母が名前を呼ぶ。それは、菅原さんを呼んだお母さんのシーンの反復でもあり、ここで話の流れに乗れている人は、泣ける。母は自分だけを声で呼ぶ。忘れられてなかった。良かったね。

——家族だけが、家族の愛だけが残った、という話でよかったのか。12年も前にすでに答えを出していた私。

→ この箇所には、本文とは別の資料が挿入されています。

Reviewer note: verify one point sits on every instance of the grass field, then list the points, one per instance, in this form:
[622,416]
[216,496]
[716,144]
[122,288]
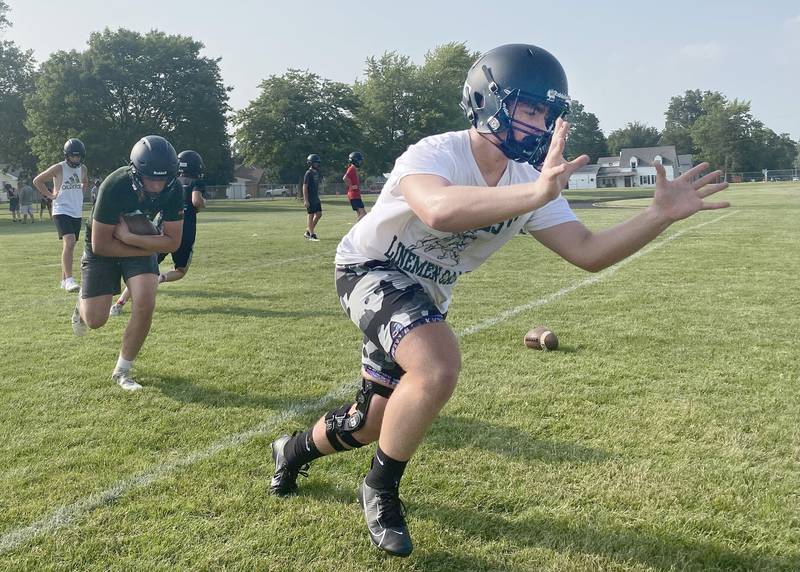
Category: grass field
[664,435]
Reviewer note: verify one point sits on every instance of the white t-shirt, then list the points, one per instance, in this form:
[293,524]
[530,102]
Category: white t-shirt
[69,200]
[391,230]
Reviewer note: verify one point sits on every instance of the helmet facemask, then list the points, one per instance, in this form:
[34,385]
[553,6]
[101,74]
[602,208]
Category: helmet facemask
[71,164]
[533,146]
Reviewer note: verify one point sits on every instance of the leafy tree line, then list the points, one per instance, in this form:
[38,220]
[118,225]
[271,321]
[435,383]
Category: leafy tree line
[123,86]
[126,84]
[394,105]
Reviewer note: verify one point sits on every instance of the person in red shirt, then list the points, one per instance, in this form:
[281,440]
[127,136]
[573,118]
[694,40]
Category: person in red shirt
[350,178]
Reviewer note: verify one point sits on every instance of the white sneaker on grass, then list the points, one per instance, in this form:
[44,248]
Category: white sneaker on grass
[125,380]
[79,327]
[70,285]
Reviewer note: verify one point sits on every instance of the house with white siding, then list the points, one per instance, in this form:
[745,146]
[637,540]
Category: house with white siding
[633,168]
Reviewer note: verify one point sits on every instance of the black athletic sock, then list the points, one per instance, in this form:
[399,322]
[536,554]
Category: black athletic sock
[301,449]
[385,472]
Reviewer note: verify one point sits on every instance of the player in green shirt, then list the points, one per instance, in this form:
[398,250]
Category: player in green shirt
[147,186]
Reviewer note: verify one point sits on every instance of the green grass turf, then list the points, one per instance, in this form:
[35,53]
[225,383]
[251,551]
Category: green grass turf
[664,435]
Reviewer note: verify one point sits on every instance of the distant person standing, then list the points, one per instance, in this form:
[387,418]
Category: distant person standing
[95,189]
[45,204]
[70,179]
[356,159]
[26,197]
[13,201]
[311,196]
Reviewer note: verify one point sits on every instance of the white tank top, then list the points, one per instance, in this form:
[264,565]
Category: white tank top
[70,196]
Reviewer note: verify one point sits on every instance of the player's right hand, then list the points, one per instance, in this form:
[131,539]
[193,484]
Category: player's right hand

12年前の初版の帯に書いてあったんだよ「愛だけがそこに残った」と。この当時、この「愛」は「みゆきとの愛ってこと? それにしては二人はべつに一緒に何かを解決したわけではないし意味不明」「それとも尚人を呼ぶ母の愛?」と思ってたと思う。みゆきが見守る愛、それはあったと思うけど、母の愛はよくわからないし…それをよすがに解決した物語じゃないし……この帯を書いた人はそれを何かしらの側面で「愛」を読み取っており、その「謎」に対する回答はドラマから得られた気がする。家族は苦しいけど家族なんだ。

ちなみにこのツイートに、当時、丸山さんご本人が「自分もそう思う」みたいなお返事をくれていて、私のなかで「みゆきの愛や家族愛がテーマではないってことよね」と回答を得ていたので、なおのことわけわからんくなってしまっていたのは事実。12年間「愛」ルートは封鎖されているので、突如開門されても道順がわからんのだった。聞こえても聞こえなくても家族って結論?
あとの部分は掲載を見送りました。